Perioperative metabolism in patients with secondary hyperparathyroidism and methods of its correction
DOI:
https://doi.org/10.14739/2310-1237.2021.3.238811Keywords:
perioperative energy monitoring, metabolism, basal metabolic rate, metabolic disordersAbstract
It is important to study changes in metabolism in patients with secondary hyperparathyroidism (SHPT) during parathyroid surgical interventions (PTSI), as well as to search for ways to correct them.
Aim. To study metabolism in patients with SHPT with PTSI and assess the possibilities of its correction.
Materials and methods. The study was prospective, not randomized. We studied 135 patients with SHPT with end-stage chronic renal failure who underwent PTSI (72 men and 63 women, aged from 19 to 73 years). Preoperative risk ASA III–IV. General anesthesia using the inhalation anesthetic sevoflurane and the narcotic analgesic fentanyl in low-flow mechanical ventilation. Operational monitoring was complemented by the use of indirect calorimetry. In group I (n = 70), the metabolic rate (MR) and basal metabolism rate (BMR) were determined against the background of standard intensive therapy. In group II (n = 65) – target metabolic rate (TMR) and the metabolic disorders (MD) were additionally determined, and intensive therapy was supplemented with glucocorticoids.
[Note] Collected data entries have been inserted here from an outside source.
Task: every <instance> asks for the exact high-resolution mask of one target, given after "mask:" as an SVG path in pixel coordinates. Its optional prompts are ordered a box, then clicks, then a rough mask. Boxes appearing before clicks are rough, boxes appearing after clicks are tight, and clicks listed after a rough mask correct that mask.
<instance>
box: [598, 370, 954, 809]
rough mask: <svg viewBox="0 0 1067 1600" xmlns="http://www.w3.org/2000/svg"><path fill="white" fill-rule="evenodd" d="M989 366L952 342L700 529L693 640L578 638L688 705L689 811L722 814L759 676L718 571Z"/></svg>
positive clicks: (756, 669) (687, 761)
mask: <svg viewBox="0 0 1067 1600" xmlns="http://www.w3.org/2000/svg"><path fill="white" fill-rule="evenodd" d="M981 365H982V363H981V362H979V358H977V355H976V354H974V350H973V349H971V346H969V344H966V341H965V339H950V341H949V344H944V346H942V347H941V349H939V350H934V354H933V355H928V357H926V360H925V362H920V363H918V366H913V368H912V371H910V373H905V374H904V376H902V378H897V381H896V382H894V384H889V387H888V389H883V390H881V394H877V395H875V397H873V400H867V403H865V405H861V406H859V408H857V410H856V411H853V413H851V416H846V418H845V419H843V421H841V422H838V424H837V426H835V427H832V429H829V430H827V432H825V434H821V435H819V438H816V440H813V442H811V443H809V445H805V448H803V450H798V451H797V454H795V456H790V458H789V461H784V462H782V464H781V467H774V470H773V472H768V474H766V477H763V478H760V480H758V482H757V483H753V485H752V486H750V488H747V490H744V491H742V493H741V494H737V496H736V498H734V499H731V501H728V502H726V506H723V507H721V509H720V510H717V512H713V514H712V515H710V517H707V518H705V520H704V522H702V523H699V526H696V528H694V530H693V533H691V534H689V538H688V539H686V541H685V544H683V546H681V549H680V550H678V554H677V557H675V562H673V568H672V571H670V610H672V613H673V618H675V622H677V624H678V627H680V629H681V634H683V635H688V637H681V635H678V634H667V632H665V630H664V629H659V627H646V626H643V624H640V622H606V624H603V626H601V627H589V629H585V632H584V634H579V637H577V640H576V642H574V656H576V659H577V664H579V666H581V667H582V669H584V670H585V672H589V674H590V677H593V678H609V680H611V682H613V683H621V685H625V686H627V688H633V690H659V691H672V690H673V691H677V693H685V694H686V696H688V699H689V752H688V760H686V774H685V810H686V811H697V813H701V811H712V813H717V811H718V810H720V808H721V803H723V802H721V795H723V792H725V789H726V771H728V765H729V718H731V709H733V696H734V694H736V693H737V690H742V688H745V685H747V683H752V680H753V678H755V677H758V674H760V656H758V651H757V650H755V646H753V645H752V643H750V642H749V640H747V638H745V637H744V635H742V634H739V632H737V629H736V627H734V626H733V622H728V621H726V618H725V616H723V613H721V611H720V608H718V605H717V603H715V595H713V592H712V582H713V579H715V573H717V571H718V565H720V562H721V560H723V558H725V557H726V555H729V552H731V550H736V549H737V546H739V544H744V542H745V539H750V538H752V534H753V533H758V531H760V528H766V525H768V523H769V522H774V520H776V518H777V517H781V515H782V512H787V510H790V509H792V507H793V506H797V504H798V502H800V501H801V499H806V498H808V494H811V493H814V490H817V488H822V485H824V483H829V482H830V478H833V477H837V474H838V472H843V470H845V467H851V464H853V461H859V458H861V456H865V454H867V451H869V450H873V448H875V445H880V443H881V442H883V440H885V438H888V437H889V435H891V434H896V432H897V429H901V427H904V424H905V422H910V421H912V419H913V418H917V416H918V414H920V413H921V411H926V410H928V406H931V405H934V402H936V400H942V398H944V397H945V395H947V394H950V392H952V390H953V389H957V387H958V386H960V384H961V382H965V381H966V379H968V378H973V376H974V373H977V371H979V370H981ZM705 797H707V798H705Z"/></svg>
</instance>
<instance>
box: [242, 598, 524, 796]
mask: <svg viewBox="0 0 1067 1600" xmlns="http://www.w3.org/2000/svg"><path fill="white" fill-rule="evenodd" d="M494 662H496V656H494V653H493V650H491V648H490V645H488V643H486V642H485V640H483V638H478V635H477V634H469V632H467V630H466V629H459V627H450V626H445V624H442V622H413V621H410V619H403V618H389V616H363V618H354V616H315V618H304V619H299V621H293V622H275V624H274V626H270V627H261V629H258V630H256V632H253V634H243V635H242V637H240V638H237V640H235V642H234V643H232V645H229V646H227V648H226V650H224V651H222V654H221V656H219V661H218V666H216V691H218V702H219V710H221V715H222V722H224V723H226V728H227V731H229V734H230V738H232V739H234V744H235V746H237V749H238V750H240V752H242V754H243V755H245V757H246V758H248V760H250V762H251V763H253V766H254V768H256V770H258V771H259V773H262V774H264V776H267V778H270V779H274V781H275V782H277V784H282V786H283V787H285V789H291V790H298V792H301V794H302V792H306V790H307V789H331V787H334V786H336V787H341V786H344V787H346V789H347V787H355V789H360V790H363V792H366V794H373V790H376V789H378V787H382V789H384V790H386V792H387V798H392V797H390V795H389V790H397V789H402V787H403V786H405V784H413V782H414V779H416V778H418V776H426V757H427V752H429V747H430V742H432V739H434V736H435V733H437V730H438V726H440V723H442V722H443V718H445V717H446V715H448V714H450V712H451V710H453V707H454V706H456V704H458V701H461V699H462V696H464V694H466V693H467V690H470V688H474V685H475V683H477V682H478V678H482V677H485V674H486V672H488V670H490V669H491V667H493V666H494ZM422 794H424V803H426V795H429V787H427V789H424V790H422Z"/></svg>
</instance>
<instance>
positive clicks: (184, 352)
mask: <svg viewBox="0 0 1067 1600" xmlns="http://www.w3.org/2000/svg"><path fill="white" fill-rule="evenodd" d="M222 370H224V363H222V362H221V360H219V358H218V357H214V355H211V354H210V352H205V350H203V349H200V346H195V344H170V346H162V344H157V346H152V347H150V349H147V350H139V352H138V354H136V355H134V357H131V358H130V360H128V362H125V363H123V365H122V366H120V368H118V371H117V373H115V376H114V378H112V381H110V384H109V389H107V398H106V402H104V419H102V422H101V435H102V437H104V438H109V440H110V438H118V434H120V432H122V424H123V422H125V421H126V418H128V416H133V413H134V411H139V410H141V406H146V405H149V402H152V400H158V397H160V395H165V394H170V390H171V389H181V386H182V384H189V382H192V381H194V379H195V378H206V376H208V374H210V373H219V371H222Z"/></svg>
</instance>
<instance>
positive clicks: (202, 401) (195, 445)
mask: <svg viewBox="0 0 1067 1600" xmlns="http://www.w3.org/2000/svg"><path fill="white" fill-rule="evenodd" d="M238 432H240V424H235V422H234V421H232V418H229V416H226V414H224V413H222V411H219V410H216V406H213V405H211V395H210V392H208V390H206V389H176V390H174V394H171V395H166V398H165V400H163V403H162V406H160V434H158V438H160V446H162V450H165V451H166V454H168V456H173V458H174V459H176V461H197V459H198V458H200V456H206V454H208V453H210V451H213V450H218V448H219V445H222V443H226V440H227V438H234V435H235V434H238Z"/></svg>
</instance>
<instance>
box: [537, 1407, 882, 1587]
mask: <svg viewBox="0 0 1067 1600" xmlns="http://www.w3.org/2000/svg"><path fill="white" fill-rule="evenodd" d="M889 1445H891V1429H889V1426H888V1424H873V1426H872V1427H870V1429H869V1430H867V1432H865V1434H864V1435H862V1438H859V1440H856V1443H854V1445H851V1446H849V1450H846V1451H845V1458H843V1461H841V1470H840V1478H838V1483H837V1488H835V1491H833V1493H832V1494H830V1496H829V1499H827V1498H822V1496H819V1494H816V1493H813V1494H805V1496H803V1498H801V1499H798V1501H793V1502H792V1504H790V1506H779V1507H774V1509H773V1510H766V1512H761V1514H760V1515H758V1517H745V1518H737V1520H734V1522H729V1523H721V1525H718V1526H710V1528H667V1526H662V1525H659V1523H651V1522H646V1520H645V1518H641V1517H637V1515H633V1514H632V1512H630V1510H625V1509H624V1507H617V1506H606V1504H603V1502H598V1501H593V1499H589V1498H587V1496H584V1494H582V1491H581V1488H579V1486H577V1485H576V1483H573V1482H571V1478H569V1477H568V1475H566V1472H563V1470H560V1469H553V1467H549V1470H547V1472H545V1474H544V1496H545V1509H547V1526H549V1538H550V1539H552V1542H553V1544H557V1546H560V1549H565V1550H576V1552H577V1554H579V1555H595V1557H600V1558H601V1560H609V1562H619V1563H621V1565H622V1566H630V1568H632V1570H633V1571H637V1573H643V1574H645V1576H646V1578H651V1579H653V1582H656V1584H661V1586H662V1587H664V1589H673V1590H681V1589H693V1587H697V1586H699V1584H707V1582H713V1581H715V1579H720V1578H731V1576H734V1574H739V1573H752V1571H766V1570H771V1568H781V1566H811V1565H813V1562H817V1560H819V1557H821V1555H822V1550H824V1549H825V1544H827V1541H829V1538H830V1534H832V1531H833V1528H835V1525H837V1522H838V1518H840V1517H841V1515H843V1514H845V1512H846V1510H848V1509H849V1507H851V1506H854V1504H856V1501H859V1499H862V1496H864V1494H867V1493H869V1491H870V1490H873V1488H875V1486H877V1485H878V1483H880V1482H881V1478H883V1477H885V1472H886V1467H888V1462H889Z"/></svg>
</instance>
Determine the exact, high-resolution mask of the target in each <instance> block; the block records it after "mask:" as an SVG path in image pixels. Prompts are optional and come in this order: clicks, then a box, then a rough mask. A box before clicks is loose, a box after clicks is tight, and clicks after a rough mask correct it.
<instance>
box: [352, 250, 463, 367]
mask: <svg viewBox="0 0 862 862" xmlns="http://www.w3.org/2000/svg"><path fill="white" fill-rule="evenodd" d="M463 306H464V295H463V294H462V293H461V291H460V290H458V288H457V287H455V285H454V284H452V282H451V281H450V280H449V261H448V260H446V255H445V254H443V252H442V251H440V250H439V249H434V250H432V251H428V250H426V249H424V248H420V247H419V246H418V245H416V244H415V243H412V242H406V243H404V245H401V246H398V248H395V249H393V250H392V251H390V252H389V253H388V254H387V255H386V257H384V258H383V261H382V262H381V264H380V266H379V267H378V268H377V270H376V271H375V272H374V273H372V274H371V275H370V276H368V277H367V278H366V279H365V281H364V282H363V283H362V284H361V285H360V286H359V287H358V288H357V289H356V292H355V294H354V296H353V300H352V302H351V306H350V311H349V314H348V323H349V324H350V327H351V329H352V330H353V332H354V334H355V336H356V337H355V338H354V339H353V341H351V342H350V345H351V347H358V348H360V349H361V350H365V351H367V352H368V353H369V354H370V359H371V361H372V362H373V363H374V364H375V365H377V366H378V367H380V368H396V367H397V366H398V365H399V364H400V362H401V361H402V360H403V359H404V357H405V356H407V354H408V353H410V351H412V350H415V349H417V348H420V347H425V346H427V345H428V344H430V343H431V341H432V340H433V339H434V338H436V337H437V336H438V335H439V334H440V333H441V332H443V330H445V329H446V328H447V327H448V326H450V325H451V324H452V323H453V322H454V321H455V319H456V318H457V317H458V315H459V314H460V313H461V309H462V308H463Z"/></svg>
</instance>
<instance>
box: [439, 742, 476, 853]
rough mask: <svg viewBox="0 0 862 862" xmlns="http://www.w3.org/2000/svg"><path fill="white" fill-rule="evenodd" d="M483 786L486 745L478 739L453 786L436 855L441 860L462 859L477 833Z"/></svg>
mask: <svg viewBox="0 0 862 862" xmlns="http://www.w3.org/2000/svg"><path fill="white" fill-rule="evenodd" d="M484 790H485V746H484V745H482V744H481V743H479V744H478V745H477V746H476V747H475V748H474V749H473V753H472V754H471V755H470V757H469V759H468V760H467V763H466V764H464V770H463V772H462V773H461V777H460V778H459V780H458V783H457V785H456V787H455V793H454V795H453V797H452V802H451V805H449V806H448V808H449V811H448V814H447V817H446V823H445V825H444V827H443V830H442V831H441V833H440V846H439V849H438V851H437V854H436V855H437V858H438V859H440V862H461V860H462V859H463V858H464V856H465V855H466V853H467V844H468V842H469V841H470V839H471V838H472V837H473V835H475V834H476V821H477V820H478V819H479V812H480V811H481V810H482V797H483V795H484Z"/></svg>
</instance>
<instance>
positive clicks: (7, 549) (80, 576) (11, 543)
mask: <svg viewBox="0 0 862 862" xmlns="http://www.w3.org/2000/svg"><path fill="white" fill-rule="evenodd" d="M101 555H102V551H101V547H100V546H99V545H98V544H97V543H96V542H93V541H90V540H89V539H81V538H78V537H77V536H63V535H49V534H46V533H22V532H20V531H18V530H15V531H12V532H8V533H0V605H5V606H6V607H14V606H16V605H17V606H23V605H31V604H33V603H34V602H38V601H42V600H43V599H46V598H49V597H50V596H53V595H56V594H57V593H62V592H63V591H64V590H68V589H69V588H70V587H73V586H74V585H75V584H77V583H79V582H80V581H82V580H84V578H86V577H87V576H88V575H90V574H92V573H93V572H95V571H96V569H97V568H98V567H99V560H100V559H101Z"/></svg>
Results. The baseline MR in both groups were low, close to BMR. The MR of patients in group I remained low during the entire PTSI (P < 0.05). In group II, from the stage of removal of the parathyroid glands, a steady increase in the MR, with a significant excess of the baseline MR and BMR (P < 0.05), was noted. TMR decreased while exceeding the MR. Group II patients woke up and were transferred to the ward faster compared to group I, and nausea and vomiting were 2.5 times less frequent (9.2 % in group II, 22.9 % in group I). 12 hours after PTSI, feeling of pain, according to the VAS scale, was lower than in group I (P < 0.05). During the day after PTSI, the indicators of the acid-base state of the venous blood of both groups did not change significantly, and the level of ionized calcium decreased (P < 0.05), which required additional intravenous administration of 10 % calcium gluconate.
Conclusions. Perioperative energy monitoring makes it safer to carry out PTSI in patients with SHPT. Additional definition of the TMR and the MD allows for more efficient construction of intensive therapy.